Desde esta perspectiva no introduce un nuevo criterio jurídico en relación con el dolo, de modo que el libelista pretende provocar ahora un nuevo examen de la prueba, inadmisible en sede de revisión, en tanto la determinación del elemento volitivo o subjetivo que orientó al autor del punible se establece a través de medios probatorios, respecto de los cuales tampoco existe un nuevo entendimiento por parte de la Corte en la providencia citada.
De ahí, que el demandante exprese que al no haberse tenido en cuenta el aspecto subjetivo “vemos cómo su actuar no fue doloso, pues analizó en conciencia la parte probatoria anexada a la petición tutelar, tomó su dedicación en un juicioso análisis sobre si de verdad podía existir la violación a un derecho fundamental”, afirmación que, vinculada con la decisión calificada de prevaricadora, obligaría a un nuevo juicio de valoración en relación con su contenido y la subjetividad del autor.
Ahora si lo perseguido es que se haga el estudio del “aspecto subjetivo, que se echa de menos en el fallo en contra de Castro Yepes”, es evidente que ni la causal propuesta como la acción incoada son medios jurídicos adecuados a tal fin.
De otro lado, en la sentencia del 12 de febrero de 2020, rad. 51094, citada y reproducida parcialmente por el libelista en la demanda, la Corte simplemente alude a los elementos que configuran el prevaricato, como a la posibilidad de que pueda estructurarse la conducta de abuso de función pública en vez de aquel punible, cuando el servidor público emite una decisión en derecho por fuera de su órbita funcional.
Tal decisión tampoco contempla un criterio nuevo que favorezca la situación de CASTRO YEPES.
Para mostrar la supuesta variación jurisprudencial, el actor manifiesta que su “cliente Castro Yepes, hizo una interpretación diáfana, de los aspectos normativos para llegar a la conclusión jurídica que hoy le tiene tras las rejas, fue acucioso en su proveído de CUARENTA Y UNA PAGINA (sic) fundamentó bajo su óptica jurídica el porqué de la decisión tomada”, esto es, califica conforme a derecho la decisión que las instancias hallaron manifiestamente contraria a la ley.
En este sentido, tal aseveración del demandante revela la impropiedad en la proposición de la causal alegada.

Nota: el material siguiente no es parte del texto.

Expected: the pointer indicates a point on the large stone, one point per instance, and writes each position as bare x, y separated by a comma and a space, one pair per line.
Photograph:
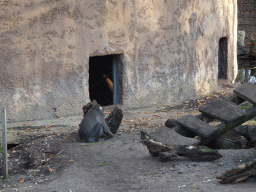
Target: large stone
197, 126
222, 110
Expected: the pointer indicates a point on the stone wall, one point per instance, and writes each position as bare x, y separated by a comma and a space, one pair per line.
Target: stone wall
247, 18
169, 51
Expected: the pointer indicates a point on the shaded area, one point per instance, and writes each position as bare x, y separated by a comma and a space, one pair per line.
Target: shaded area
98, 87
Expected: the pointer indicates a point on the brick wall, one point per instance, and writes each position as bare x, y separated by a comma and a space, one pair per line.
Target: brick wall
247, 18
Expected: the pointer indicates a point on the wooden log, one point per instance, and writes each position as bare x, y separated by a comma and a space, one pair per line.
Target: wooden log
166, 152
238, 174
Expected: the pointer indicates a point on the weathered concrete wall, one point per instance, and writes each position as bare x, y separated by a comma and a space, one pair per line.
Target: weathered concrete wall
247, 19
169, 51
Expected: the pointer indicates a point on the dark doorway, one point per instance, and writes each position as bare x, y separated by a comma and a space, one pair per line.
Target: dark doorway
223, 58
104, 71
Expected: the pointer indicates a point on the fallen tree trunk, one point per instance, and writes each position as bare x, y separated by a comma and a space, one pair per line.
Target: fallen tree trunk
166, 152
240, 173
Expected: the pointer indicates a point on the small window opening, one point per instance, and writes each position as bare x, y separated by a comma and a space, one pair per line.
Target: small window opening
223, 58
105, 79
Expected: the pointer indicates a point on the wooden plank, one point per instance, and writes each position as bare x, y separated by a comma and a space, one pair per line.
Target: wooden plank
222, 110
223, 128
247, 91
4, 144
166, 151
197, 126
170, 137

Para arribar a dicha conclusión, es menester realizar nuevos juicios de valor para determinar la contrariedad o no de la sentencia de tutela con el derecho, desconociendo los efectos de cosa juzgada que ampara actualmente a la decisión dictada por la Corte.
Afirmar “que el juez Castro Yepes, realizó una decisión que se ajusta a la ley”, es ignorar la sentencia cuestionada y lo decidido en ella, para lo cual evidentemente no está prevista la acción de revisión.
De acuerdo con lo anterior, el accionante no acredita la modificación favorable de la jurisprudencia que estructuraría la causal invocada en la demanda.
La Sala con lo visto en precedencia, inadmitirá el libelo.
Por lo expuesto, la Sala de Casación Penal de la Corte Suprema de Justicia
RESUELVE
Primero.- Reconocer personería para actuar al doctor Jhony Martínez Álvarez, en los términos y para los efectos del poder conferido.
Segundo.- Inadmitir la demanda de revisión presentada mediante apoderado a nombre de VÍCTOR MIGUEL CASTRO YEPES, por no reunir los requisitos legales para disponer su trámite.
Contra esta decisión procede recurso de reposición.
Notifíquese y Cúmplase
GERSON CHAVERRA CASTRO
Magistrado
DIEGO EUGENIO CORREDOR BELTRÁN
Magistrado
FABIO OSPITIA GARZÓN
Magistrado
HUGO QUINTERO BERNATE
Magistrado
PEDRO ENRIQUE AGUILAR LEÓN
Conjuez
RAÚL CADENA LOZANO
Conjuez
RICARDO POSADA MAYA
Conjuez
GERMÁN HUMBERTO RODRÍGUEZ CHACÓN
Conjuez
FRANCISCO JOSÉ SINTURA VARELA
Conjuez
NUBIA YOLANDA NOVA GARCÍA
Secretaria
1 CSJ AP, 2 oct. 2019, rad. 53298. También AP, 20 feb.2020, rad. 52868.